It’s that time of year again! Summer has come to an end, which means earlier bed times and, of course, school. A new school year can bring along a lot of changes for a child, especially if their parents just went through a separation or divorce. As if going through a separation isn’t a difficult transition on it’s own, parents are faced with a nerve-wracking challenge beginning a new school year when trying to cope with the inevitable changes the separation has brought to their child. However, developing a co-parenting technique can help ease the back to school transition adjustments to come.

Back to School Pointers for Separated Parents:

Discuss the time-sharing schedule – Begin with obtaining a copy of the school calendar, so you are aware of school holidays and events, and can avoid any surprises or conflicts with scheduling later on.
Establish a daily/weekly routine – Maintaining a predictable routine for your child to follow before and after school is very important and should be followed regardless of which parent the child is staying with. Be sure to have a clear understanding between both parents of a consistent routine for your child’s homework and dinner time, and wake up and bed times.
Ensure school records are updated – Both parents should be listed as the child’s emergency contact and have equal access to the child’s school records, such as their attendance and grades.
Communicate with each other – Although you may not be on the best of terms with the other parent, effective communication and understanding is in your child’s best interest.
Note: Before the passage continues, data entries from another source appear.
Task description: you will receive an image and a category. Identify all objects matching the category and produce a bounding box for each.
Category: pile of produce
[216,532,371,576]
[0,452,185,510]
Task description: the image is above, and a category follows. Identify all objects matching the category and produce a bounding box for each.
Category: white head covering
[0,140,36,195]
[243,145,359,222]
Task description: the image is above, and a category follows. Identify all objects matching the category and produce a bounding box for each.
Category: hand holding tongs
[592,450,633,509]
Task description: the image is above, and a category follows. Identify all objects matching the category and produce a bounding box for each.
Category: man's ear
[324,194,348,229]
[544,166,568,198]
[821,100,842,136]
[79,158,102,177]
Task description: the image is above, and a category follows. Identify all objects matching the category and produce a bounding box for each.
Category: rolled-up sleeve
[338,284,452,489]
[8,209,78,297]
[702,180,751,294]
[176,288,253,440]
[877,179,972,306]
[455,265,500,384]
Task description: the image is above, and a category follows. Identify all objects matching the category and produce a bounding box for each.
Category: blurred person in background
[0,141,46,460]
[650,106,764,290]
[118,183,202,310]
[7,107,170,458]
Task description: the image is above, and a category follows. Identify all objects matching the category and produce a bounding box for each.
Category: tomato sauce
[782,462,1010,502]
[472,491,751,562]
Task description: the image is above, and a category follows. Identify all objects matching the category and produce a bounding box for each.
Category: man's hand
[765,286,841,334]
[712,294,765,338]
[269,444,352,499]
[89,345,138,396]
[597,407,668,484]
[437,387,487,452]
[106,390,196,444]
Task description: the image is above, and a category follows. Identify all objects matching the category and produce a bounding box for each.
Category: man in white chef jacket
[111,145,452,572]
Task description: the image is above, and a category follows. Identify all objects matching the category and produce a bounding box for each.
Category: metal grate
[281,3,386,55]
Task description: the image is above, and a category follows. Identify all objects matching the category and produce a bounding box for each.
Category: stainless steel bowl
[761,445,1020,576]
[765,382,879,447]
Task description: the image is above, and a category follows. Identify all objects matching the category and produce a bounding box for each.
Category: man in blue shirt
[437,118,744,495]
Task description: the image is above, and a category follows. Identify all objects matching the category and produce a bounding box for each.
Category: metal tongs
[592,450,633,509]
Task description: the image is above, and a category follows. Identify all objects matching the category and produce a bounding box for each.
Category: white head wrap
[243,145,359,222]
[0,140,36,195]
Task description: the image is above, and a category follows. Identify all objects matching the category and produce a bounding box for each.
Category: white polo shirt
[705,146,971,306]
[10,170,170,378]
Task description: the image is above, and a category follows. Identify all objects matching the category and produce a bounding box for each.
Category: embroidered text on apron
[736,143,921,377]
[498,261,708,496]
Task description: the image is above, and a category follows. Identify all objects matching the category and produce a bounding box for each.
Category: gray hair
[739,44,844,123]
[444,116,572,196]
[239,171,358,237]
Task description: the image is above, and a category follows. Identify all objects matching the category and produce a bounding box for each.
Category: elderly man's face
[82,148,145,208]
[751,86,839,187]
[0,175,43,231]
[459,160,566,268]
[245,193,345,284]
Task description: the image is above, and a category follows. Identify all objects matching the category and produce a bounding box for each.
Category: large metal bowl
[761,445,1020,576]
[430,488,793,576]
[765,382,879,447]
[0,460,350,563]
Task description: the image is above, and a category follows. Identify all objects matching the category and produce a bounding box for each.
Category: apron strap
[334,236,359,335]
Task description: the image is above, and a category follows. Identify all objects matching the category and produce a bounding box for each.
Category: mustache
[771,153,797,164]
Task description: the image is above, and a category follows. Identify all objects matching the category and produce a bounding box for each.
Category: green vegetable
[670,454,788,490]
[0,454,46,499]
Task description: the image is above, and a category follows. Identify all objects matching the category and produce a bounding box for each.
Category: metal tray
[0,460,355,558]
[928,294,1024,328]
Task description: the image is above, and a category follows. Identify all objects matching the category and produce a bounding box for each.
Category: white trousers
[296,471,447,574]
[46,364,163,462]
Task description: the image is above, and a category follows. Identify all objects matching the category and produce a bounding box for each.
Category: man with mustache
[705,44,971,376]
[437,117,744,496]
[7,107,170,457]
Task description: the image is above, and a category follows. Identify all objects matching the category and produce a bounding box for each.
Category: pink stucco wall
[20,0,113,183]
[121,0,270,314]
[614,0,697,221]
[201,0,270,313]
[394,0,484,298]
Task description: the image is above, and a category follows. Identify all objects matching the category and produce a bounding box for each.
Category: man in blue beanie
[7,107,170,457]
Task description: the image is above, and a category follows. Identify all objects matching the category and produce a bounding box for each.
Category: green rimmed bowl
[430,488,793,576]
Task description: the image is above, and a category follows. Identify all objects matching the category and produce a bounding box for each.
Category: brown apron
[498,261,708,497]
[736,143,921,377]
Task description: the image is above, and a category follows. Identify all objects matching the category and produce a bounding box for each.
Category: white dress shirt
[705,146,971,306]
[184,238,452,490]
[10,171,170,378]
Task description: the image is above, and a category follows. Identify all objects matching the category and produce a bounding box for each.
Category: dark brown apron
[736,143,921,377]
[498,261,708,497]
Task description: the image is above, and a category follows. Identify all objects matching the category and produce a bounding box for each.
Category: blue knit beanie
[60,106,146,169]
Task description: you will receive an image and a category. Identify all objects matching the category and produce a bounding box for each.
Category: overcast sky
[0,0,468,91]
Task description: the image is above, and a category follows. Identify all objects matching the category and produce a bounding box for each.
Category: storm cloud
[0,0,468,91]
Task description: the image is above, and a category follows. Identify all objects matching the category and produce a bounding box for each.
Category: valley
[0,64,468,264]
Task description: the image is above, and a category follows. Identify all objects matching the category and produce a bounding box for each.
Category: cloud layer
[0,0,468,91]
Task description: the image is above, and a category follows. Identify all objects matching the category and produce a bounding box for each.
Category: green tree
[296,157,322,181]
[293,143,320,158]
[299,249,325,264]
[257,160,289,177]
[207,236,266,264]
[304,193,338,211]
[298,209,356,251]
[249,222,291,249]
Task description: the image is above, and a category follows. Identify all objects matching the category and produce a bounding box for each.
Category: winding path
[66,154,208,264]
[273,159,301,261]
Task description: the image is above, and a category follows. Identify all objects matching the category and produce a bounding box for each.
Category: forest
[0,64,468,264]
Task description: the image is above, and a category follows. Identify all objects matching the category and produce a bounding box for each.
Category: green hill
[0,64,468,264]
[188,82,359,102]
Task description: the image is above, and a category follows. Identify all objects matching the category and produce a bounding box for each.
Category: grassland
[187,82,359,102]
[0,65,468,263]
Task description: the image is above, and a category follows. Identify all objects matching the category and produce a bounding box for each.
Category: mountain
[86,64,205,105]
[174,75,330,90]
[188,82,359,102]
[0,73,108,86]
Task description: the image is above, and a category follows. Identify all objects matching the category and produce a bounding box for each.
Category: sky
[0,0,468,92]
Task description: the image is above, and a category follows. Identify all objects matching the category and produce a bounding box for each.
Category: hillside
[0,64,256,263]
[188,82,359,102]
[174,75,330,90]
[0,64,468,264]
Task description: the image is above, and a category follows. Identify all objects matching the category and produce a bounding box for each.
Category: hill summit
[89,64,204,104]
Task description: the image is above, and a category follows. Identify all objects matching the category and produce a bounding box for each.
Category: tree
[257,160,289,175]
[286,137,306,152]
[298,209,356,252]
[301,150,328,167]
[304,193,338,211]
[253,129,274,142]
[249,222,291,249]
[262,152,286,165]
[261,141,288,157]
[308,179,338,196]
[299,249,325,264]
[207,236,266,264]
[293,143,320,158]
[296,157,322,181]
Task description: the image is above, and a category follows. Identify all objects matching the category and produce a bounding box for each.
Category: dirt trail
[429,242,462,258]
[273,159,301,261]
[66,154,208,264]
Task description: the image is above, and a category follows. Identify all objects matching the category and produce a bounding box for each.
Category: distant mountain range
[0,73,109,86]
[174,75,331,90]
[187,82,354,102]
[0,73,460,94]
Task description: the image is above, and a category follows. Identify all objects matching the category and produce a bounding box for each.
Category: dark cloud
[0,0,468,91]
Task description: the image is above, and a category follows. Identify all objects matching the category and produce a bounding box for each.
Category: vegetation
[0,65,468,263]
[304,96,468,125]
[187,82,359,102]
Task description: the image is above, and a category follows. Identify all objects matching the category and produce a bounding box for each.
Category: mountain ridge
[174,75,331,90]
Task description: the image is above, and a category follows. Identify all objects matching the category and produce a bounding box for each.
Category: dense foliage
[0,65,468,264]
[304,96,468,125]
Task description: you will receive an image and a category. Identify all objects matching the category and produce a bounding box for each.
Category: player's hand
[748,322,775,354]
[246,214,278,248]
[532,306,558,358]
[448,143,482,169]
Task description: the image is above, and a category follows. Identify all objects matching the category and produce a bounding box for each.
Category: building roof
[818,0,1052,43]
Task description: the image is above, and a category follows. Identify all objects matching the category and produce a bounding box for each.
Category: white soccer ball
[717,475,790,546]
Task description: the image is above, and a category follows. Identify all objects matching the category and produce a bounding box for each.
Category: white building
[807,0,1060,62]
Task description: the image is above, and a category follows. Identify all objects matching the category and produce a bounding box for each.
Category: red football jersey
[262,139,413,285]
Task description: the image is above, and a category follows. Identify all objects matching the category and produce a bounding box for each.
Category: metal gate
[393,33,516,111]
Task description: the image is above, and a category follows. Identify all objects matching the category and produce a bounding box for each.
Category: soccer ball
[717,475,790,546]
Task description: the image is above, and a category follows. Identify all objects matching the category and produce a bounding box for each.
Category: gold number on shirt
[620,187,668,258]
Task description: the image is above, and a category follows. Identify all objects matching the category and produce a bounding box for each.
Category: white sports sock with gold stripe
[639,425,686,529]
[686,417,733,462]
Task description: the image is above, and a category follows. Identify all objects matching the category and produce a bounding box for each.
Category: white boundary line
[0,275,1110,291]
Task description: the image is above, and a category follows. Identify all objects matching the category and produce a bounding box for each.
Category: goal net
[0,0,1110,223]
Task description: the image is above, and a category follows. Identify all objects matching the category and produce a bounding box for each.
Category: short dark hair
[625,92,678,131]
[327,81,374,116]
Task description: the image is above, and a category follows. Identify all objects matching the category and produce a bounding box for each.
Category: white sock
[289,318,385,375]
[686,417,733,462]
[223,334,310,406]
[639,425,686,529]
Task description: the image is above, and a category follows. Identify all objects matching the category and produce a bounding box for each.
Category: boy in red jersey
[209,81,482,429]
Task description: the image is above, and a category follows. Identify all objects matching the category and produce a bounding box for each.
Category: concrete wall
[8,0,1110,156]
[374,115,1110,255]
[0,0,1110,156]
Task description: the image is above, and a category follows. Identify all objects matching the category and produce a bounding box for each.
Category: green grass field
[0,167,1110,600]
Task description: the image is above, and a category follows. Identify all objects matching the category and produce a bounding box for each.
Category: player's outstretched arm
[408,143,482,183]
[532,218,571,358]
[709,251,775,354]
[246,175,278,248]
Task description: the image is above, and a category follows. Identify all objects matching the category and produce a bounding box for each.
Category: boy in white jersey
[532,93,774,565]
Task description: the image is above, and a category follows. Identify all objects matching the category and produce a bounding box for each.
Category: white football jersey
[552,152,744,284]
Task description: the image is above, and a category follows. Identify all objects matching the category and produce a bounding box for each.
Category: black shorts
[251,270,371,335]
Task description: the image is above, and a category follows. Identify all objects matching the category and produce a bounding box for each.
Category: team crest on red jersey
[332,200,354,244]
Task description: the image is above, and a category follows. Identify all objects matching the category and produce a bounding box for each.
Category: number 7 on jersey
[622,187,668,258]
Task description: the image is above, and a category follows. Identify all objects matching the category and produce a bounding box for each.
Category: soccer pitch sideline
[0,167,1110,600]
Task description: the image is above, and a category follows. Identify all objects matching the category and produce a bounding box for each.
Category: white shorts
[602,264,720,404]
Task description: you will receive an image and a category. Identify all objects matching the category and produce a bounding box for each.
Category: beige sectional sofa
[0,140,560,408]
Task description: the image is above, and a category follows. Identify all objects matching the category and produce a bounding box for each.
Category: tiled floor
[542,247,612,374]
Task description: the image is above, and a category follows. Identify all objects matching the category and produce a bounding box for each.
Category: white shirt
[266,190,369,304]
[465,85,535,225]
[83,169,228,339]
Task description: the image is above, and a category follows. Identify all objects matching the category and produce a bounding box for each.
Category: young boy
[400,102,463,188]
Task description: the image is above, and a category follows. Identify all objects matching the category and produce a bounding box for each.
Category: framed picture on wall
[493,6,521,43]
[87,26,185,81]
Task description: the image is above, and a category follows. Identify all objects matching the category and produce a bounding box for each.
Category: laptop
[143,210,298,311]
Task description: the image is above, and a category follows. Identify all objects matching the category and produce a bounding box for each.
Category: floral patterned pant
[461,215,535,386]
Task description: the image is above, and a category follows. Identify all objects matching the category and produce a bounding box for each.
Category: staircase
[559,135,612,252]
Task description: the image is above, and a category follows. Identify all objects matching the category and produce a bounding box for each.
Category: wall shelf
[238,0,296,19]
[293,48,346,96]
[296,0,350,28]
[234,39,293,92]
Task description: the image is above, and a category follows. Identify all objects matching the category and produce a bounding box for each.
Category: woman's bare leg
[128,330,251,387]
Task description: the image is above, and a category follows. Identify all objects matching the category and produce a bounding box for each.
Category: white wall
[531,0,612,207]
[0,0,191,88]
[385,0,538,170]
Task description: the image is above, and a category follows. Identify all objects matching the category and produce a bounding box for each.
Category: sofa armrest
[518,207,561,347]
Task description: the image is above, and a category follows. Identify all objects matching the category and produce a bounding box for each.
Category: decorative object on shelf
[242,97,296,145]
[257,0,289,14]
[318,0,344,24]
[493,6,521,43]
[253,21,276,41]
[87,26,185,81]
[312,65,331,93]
Not only should you communicate about your child’s schedule and routine, but you should also communicate about any issues related to your child’s work, progress and behavior in school and in any extracurricular activities. Keep in mind to never use your child as a message carrier and to hold conversations outside the presence of the child.
Communicate with school – Your separation should not be a secret kept from the school and teachers. It is important to address the necessary information the teachers and administrators, such as who will be dropping off and picking up the child and whether there are any changes in the child’s life that may be an impact academically, emotionally and socially, especially if the child should require closer monitoring.
Communicate with your child – Always enforce an open line of communication between you and your child, and encourage discussing any problems, as well as achievements, related to school or any of their extracurricular activities. Encouraging your child to always feel welcomed to talk to you, especially through the separation process, is invaluable.